En outre, la révision a ouvert aux justiciables la faculté de saisir le Conseil supérieur de la magistrature. Ce faisant, elle a garanti aux citoyens que leurs griefs concernant le comportement des magistrats seraient examinés de façon impartiale par une instance clairement identifiée. Il était temps !

Avec un fonctionnement plus transparent, la justice est confortée dans son indépendance comme dans son autorité:

Cette importante réforme invite à approfondir la réflexion sur ce que doit être l’indépendance de la justice. On s’accorde, en effet, à considérer qu’une justice qui fonctionne est une justice indépendante, indépendante du pouvoir politique, certes, mais, plus généralement, de toute forme de pression de nature à jeter la suspicion sur les décisions qu’elle rend.

Pour atteindre cet objectif, le remède, souvent évoqué, consiste à couper le cordon ombilical entre la justice et le pouvoir politique, car c’est là que prendrait racine au pire, le syndrome de la dépendance et, au mieux, le poison de la suspicion.

S’il s’agit de prohiber toute forme de manœuvre politique qui viendrait influer sur le cours normal de la justice, voire l’entraver, on ne peut que souscrire à la démarche.

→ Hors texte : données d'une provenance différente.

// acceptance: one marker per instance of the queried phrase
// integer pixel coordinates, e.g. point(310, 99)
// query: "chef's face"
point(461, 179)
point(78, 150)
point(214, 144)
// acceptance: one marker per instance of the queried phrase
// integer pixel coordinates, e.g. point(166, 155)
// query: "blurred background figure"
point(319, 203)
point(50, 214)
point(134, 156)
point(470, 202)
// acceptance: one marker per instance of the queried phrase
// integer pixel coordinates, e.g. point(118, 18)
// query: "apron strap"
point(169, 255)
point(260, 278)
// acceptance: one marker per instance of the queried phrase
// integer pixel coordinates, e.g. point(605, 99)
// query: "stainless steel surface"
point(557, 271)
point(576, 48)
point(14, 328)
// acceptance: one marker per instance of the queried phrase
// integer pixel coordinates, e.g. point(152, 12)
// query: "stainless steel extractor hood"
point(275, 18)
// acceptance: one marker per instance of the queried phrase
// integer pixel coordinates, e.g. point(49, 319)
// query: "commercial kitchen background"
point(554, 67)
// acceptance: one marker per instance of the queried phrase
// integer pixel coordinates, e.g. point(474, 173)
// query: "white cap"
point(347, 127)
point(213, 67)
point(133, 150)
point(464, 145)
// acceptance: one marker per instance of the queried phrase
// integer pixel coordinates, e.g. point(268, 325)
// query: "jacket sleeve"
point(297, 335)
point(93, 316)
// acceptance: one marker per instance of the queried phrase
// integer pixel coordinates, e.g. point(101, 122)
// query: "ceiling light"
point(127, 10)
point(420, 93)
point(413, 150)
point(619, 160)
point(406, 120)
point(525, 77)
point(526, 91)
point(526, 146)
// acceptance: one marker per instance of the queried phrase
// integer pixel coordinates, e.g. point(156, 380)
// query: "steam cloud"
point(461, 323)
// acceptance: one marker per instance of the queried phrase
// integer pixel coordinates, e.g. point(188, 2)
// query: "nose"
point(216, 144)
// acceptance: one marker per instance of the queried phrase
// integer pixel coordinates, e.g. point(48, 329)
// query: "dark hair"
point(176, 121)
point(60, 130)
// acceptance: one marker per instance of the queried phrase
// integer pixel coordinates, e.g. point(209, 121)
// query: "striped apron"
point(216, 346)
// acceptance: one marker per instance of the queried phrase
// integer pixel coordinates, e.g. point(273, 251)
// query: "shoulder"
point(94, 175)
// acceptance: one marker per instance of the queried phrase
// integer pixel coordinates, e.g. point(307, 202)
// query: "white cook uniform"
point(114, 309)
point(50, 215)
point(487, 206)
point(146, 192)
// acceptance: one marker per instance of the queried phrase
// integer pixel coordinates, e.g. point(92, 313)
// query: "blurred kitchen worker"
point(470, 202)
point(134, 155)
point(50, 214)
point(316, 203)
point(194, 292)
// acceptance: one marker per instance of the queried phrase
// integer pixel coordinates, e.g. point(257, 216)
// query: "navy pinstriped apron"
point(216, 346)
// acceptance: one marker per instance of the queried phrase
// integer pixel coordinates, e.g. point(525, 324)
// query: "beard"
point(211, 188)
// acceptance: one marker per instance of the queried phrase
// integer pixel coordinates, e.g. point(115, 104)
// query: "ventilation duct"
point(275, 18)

En revanche, s’il s’agit de mettre en cause le lien fondateur et essentiel qui confère aux magistrats leur légitimité, aux juridictions leurs pouvoirs et à leurs décisions leur portée, alors, il faut rejeter toute remise en cause et, bien au contraire, je le dis au risque de vous choquer, mes chers collègues, conforter ce lien. Car il faut sans cesse revenir à la source de ce qui fonde notre justice dans le cadre de notre régime démocratique et républicain.

Dans la République, le juge n’est pas une institution dont la légitimité serait indéterminée ou fondée en quelque sorte sui generis. Sa légitimité procède du souverain, donc du peuple, représenté par le Parlement et par le Gouvernement. C’est ce qu’exprime parfaitement le fait que toute décision judiciaire est rendue « au nom du peuple français » et que son exécution est ordonnée « au nom de la République ».

Le juge exerce son office dans un but précis et dans des conditions déterminées : il doit appliquer la loi de façon égale et juste au cas d’espèce qui lui est soumis C’est à cette fin, précisément délimitée, que le souverain lui délègue temporairement son imperium.

Le juge n’est pas à la source de la loi ou d’une quelconque souveraineté. Les conditions de son office sont fixées par la Constitution, par les lois et règlements qu’il a la stricte obligation d’appliquer. Ainsi rappelé, ce lien apparaît consubstantiel à l’idée même d’une justice républicaine.

Je serais tenté de dire qu’il faudrait au moins autant se préoccuper d’un autre risque de dépendance du magistrat : sa dépendance par rapport à lui-même. Cette dernière peut résulter de ses propres préjugés, de son appartenance religieuse, philosophique, politique ou syndicale, voire, plus simplement, du souci de sa propre image. Dans le monde hypermédiatisé qui est le nôtre, le danger est de voir un magistrat se mêler de débats et de polémiques, au risque de susciter un soupçon qui pèsera ensuite sur les décisions qu’il sera susceptible de prendre.